Menurut Budi, hukuman yang memberikan efek jera tidak hanya penting untuk penindakan terhadap Setnov, tetapi juga berdampak pada upaya pencegahan agar pihak lain tidak melakukan praktik korupsi.

“Pencegahan berikutnya. Sehingga efek jera yang ditimbulkan dari penegakan hukum tersebut tidak hanya memberikan efek jera kepada para pelakunya, tapi juga menjadi pembelajaran bagi masyarakat,” ujarnya.

Budi menambahkan, perkara e-KTP tidak hanya menimbulkan kerugian besar bagi keuangan negara, tetapi juga berdampak luas pada masyarakat Indonesia, khususnya dalam pelayanan publik.

“Sehingga korupsi sebagai kejahatan luar biasa yang dampaknya sudah nyata-nyata betul dirasakan ini butuh upaya-upaya ekstra, baik penindakan maupun pencegahannya,” tutur Budi.
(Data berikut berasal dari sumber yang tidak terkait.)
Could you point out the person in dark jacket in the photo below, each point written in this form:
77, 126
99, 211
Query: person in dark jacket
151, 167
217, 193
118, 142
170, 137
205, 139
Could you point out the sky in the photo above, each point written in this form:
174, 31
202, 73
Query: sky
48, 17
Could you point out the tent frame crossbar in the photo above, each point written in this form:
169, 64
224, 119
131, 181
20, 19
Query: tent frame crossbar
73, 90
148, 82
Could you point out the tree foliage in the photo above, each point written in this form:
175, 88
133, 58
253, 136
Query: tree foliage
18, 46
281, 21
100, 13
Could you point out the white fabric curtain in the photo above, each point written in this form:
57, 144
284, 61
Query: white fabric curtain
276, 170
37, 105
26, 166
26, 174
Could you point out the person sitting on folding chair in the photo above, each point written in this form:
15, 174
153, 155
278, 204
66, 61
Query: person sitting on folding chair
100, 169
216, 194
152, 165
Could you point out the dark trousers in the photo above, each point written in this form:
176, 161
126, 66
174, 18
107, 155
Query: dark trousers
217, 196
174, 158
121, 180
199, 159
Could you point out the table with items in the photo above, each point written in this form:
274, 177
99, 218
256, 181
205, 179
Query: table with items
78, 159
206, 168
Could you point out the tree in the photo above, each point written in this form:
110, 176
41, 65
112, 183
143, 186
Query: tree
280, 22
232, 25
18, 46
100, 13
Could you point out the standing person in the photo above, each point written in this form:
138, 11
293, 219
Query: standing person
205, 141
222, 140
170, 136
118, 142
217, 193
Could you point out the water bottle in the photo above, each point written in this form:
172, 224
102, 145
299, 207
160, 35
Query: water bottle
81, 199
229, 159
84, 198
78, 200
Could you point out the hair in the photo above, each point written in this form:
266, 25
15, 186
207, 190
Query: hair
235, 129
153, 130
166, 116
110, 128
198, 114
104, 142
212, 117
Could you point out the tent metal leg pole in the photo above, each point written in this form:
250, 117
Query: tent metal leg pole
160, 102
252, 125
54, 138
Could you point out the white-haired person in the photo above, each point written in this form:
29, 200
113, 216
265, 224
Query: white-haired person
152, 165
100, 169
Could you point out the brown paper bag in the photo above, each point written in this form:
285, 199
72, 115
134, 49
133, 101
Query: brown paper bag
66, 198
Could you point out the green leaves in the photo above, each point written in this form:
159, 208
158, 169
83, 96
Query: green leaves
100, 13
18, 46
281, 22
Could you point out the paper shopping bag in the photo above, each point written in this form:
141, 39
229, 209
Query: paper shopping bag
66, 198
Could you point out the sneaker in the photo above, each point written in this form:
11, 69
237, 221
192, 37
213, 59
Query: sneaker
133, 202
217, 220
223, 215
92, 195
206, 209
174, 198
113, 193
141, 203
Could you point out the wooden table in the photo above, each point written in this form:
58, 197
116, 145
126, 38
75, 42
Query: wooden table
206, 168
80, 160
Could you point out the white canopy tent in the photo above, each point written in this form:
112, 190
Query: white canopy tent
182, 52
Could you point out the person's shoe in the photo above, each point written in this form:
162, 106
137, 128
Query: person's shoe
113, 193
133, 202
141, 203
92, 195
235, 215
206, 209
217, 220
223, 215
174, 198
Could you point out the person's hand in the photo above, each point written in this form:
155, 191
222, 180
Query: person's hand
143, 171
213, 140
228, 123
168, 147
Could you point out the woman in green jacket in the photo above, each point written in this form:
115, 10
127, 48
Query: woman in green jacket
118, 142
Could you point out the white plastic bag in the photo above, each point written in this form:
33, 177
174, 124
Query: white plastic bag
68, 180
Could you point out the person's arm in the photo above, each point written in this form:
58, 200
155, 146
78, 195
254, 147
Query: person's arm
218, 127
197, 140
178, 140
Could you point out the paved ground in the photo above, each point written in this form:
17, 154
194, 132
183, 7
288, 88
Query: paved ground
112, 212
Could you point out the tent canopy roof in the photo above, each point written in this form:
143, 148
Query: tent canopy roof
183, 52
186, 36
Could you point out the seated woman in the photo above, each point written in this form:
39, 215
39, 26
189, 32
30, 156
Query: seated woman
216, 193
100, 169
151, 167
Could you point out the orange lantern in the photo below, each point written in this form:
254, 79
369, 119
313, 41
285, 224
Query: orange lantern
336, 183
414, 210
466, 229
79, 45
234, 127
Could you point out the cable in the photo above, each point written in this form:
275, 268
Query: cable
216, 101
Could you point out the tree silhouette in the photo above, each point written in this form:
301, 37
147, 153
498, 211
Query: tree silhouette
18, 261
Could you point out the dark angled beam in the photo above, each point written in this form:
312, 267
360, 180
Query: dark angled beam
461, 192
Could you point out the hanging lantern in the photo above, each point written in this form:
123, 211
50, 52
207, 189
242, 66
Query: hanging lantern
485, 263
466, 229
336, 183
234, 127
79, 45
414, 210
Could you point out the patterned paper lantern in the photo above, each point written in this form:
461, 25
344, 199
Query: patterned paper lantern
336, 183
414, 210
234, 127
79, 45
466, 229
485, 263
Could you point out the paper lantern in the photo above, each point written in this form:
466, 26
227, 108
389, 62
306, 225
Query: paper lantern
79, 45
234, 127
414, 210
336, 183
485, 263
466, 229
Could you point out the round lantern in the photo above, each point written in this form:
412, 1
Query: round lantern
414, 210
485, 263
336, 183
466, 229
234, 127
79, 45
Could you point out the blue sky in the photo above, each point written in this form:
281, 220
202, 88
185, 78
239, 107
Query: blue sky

Meski demikian, KPK menghormati keputusan Kementerian Imigrasi dan Pemasyarakatan (Imipas) melalui Direktorat Jenderal Permasyarakatan (Ditjen Pas) yang memberikan bebas bersyarat kepada Setnov.

“Namun demikian, KPK tentu menghormati keputusan bebas bersyarat tersebut sebagaimana kewenangan di Kementerian Imigrasi dan Pemasyarakatan,” pungkasnya.

Sebelumnya, Setnov dikabarkan bebas bersyarat dari Lapas Sukamiskin, Jawa Barat, pada Sabtu (16/8/2025). Kabar ini dibenarkan Kepala Kanwil Ditjen Pemasyarakatan Jawa Barat, Kusnali.

“Betul. Pak Setnov bebas bersyarat,” kata Kusnali di Jakarta, Minggu (17/8/2025).

Ia menjelaskan, pembebasan bersyarat itu diberikan setelah Mahkamah Agung mengabulkan peninjauan kembali (PK) yang diajukan Setnov. Meski bebas, Setnov tetap wajib melapor ke Balai Pemasyarakatan (Bapas).

“Karena beliau setelah dikabulkan peninjauan kembali, 15 tahun menjadi 12 tahun 6 bulan. Dihitung dua pertiganya itu dapat pembebasan bersyarat pada 16 Agustus 2025,” jelasnya.

Sebagai catatan, Setnov adalah terpidana kasus korupsi proyek e-KTP yang merugikan negara Rp2,3 triliun. Pada 2018, ia divonis 15 tahun penjara dan denda Rp500 juta subsider tiga bulan kurungan. Ia juga diwajibkan membayar uang pengganti USD 7,3 juta dikurangi Rp5 miliar yang telah dititipkan ke KPK, subsider dua tahun penjara. Selain itu, Setnov dijatuhi hukuman tambahan berupa pencabutan hak politik selama lima tahun setelah menjalani pidana pokok.

Namun, pada Juli 2025, Mahkamah Agung mengabulkan PK Setnov. Hukuman penjaranya dipotong menjadi 12 tahun 6 bulan, sementara pidana tambahan pencabutan hak politik dikurangi dari lima tahun menjadi 2,5 tahun setelah masa pidana berakhir. Putusan itu dijatuhkan oleh majelis hakim yang diketuai Hakim Agung Surya Jaya dengan anggota Sinintha Yuliansih Sibarani dan Sigid Triyono pada 4 Juni 2025.